As a Christian I really object to this.
Please note that I didn't call it an assault rifle. No need to enter any discussion about what kind of gun it really is.

This is one of the symbols of the Knights Templar






and Psalm 144:1 reads "Praise be to the LORD my Rock, who trains my hands for war, my fingers for battle."

I really, really object to this company appropriating this image and the scriptures to profit from anti Islamic sentiment. What's to stop one of these guns, sold in America to Americans, from being used  "to kill innocent people or advance their radical agenda" against the police or in support of some racial or religious agenda? IMO, this is all about maximising sales and it is appalingly unethical.



> *Gun maker hopes Christian engravings will keep assault rifles out of Muslim hands*
> 
> Wed 16 Sep 2015
> 
> ...


----------



## RadishRose (Sep 15, 2015)

Without having read everything here carefully, which I will certainly do before I offer any future post, but for what I have read so far, I'm thinking marketing is a huge part...if not entirely of this idea.

 That much is obvious, to me at least....but I'll reserve comment on whether there's anything else to this that is not contrived purely to make money.


----------



## Underock1 (Sep 15, 2015)

As a total non-believer, I object to it too. Talk about inflammatory! The irony of Mr Thomas' final quote is beyond belief.
We have enough trouble with the conflict being the US vs Muslim extremists. Do we really want to make it an outright holy war?
I know we part company on the topic, but another example of the "Us vs Them" thinking that's the source of so much hate.


----------



## fureverywhere (Sep 15, 2015)

Anything to make a buck ya know? The other day I was browsing magazines.

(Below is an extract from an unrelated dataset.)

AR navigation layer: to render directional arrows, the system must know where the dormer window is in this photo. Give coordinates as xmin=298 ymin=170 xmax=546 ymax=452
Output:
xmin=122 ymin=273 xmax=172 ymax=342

I read a bit of everything form The Economist down to the scandal sheets. There was one of those gun lover mags. It was just incredible, the bigger the gun the more press. Probably a wish list for Christmas...it was pure weapon porn. Repeal the second amendment, otherwise I just shake my head.


----------



## Ralphy1 (Sep 16, 2015)

Sick...


----------



## Debby (Sep 16, 2015)

Dame Warrigal said:


> As a Christian I really object to this.
> Please note that I didn't call it an assault rifle. No need to enter any discussion about what kind of gun it really is.
> 
> This is one of the symbols of the Knights Templar
> ...




What a hoot!  I can't believe this bozo says that 'people who don't like the verse/weapon...just don't understand Jesus Christ'.  Seems to me that Mr. Thomas totally doesn't understand the entire New Testament.


----------



## Shalimar (Sep 16, 2015)

Sometimes I feel like the world is devolving into a series of bad acid flashbacks. If reality is perception, I want another alternative, stat.


----------



## Debby (Sep 16, 2015)

Bad acid flashbacks????  Are you outing yourself Shalimar?  But I'm in complete agreement with you because it does seem to be getting worse and worse on some, well many levels doesn't it?   We're always reminded that we must not forget (the Holocaust for example) or we're doomed to repeat history.  Well we're not forgetting and we're still repeating history, over and over and over.......  What is the problem?  Slow learners or simply a totally predatory species and we want what we want no matter who suffers?


----------



## Shalimar (Sep 16, 2015)

Debby, yes there was a time in my twenties when I enjoyed hallucinogens. Had a few flashbacks from Windowpane back in the day. But, as usual, I was reaching for satire. Yes I believe we are a predatory species, but that is not all we are. Lost in the headlines of violence and despair, are acts of bravery, kindness, love and creativity beyond measure. We seem to be creatures of extremes. However we are a young species, toddlers really, evolutionarily speaking with much potential. Sadly these toddlers have the capacity for mass destruction. Hopefully we grow up, before we blow up, literally and figuratively.


----------



## Lara (Sep 16, 2015)

This gun with a biblical scripture seems to me to be yet another effort to slam the Bible as hateful and violent in a twisted translation to serve the agenda of evil-doers. 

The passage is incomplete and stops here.